Les derniers chiffres de l’inflation US ont été publiés il y a quelques jours : 6.2% en rythme annuel, digne d’un pays émergent. D’ordinaire, les grands argentiers sont à l’affût de la moindre variation en matière d’inflation. Jusqu’ici, elle était considérée comme l’ennemi public numéro un, avant même le chômage. Cette fois en revanche, la réserve fédérale américaine joue curieusement l’attentisme. Il y a quelques mois encore, elle pouvait prétexter un effet de seuil dû à la pandémie, une espèce de rebond éphémère comme elle se plaisait à le croire. Mais là, avec le plus haut taux atteint en 30 ans, il n’est plus possible de se voiler la face. Il ne pouvait en être autrement après plus de dix ans à inonder le marché de liquidités. On pourrait même s’interroger pourquoi les prix n’ont pas explosé plus rapidement.

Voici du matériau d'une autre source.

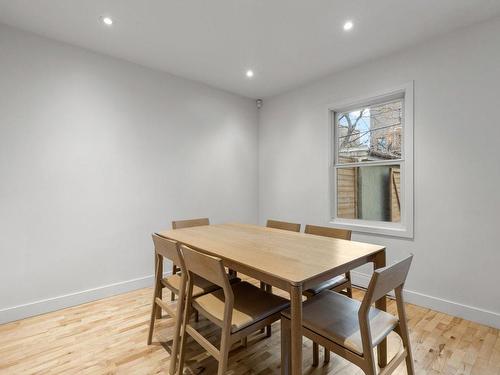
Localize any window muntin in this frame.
[335,98,404,164]
[328,82,413,237]
[337,164,401,222]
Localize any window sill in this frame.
[330,218,413,238]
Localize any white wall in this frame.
[0,26,258,323]
[259,19,500,327]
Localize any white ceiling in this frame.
[0,0,500,98]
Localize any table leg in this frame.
[290,285,302,375]
[373,250,387,368]
[155,255,163,319]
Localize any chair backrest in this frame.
[172,217,210,229]
[304,224,352,240]
[266,220,300,232]
[180,245,232,292]
[362,254,413,308]
[153,234,184,268]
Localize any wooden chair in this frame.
[303,224,352,366]
[260,219,300,337]
[178,246,289,375]
[281,255,415,375]
[170,217,210,301]
[148,234,191,374]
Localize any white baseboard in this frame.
[351,271,500,329]
[0,272,170,324]
[0,271,500,329]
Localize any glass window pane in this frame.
[337,164,401,222]
[336,99,404,163]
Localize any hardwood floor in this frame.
[0,289,500,375]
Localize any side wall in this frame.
[0,26,258,323]
[259,19,500,327]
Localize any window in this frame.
[329,84,413,237]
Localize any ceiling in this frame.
[0,0,500,98]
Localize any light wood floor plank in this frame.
[0,282,500,375]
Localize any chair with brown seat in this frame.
[304,224,352,366]
[171,217,210,301]
[148,234,193,374]
[178,246,289,375]
[260,219,300,337]
[281,255,414,375]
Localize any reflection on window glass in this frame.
[337,99,404,163]
[337,164,401,222]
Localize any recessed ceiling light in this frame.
[344,21,354,31]
[101,16,113,26]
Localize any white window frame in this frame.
[328,81,414,238]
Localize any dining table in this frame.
[157,223,387,375]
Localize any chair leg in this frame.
[281,317,292,375]
[313,342,319,367]
[241,337,248,348]
[170,264,179,301]
[194,309,200,323]
[394,287,415,375]
[168,282,186,375]
[217,323,231,375]
[177,294,191,374]
[148,254,161,345]
[156,255,163,319]
[260,281,266,333]
[346,284,352,298]
[323,348,330,363]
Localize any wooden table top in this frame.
[158,224,385,284]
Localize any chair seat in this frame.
[193,281,289,333]
[304,275,349,297]
[282,290,398,355]
[163,273,240,297]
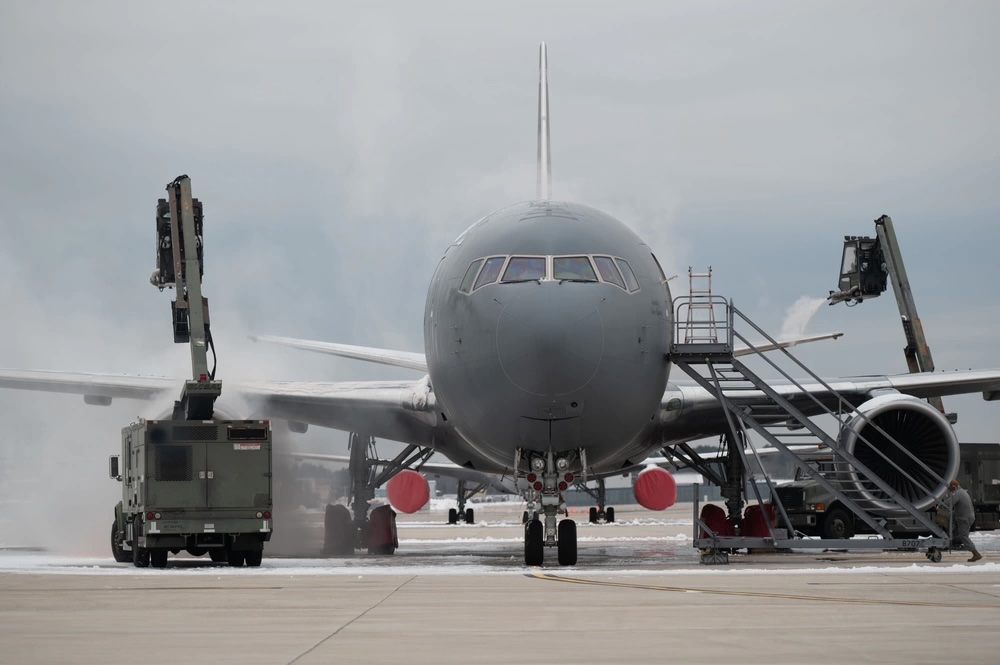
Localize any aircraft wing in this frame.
[733,332,844,356]
[0,369,174,401]
[288,453,519,494]
[0,369,436,446]
[250,332,844,372]
[250,335,427,372]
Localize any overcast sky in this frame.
[0,0,1000,544]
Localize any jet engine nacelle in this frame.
[840,394,959,513]
[385,469,431,513]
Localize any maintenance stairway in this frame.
[670,292,951,563]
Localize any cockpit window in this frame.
[594,256,625,289]
[458,259,483,293]
[552,256,597,282]
[500,256,545,283]
[649,252,667,282]
[615,259,639,293]
[473,256,507,290]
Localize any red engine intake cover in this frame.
[632,466,677,510]
[385,469,431,513]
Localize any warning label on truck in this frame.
[233,443,260,450]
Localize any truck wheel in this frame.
[149,547,167,568]
[132,515,149,568]
[823,506,854,539]
[111,518,132,563]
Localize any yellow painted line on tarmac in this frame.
[527,572,1000,610]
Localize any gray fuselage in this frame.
[424,201,673,472]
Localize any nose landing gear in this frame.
[524,452,577,566]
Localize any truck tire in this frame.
[132,515,149,568]
[229,550,246,568]
[823,506,854,539]
[149,547,167,568]
[111,518,132,563]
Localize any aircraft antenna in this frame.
[537,42,552,201]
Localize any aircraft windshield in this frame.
[459,259,483,293]
[500,256,545,282]
[552,256,597,282]
[594,256,625,289]
[458,254,640,293]
[615,259,639,292]
[475,256,507,289]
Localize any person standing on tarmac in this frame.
[948,480,983,562]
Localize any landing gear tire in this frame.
[558,520,576,566]
[132,515,149,568]
[149,547,167,568]
[111,518,132,563]
[823,506,854,540]
[524,519,545,566]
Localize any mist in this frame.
[778,296,826,340]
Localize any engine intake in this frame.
[840,394,959,513]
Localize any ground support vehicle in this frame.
[110,420,273,568]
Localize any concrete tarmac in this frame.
[0,510,1000,665]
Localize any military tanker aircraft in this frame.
[0,44,1000,565]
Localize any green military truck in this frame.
[110,420,273,568]
[774,443,1000,538]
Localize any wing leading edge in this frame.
[0,369,439,447]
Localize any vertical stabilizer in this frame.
[537,42,552,201]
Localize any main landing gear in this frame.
[322,432,433,556]
[524,446,577,566]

Les mesures prises contre l'inflation
Aujourd’hui donc, avec une inflation désormais galopante, la FED a décidé de prendre des mesures. Enfin. Toutefois, on peut s’étonner des décisions qui viennent de tomber. Dans un monde normal, une telle inflation aurait aussitôt rimé avec une hausse drastique des taux d’intérêts. La banque centrale l’a fait pour beaucoup moins que ça, pas plus loin qu’entre 2016 et 2018, lorsque l’inflation n’était que de 2%. Et là, que nous dit-elle ? Qu’elle envisage de réduire de manière anticipée son programme de rachat d’actifs, soit en mars prochain, puis de relever les taux.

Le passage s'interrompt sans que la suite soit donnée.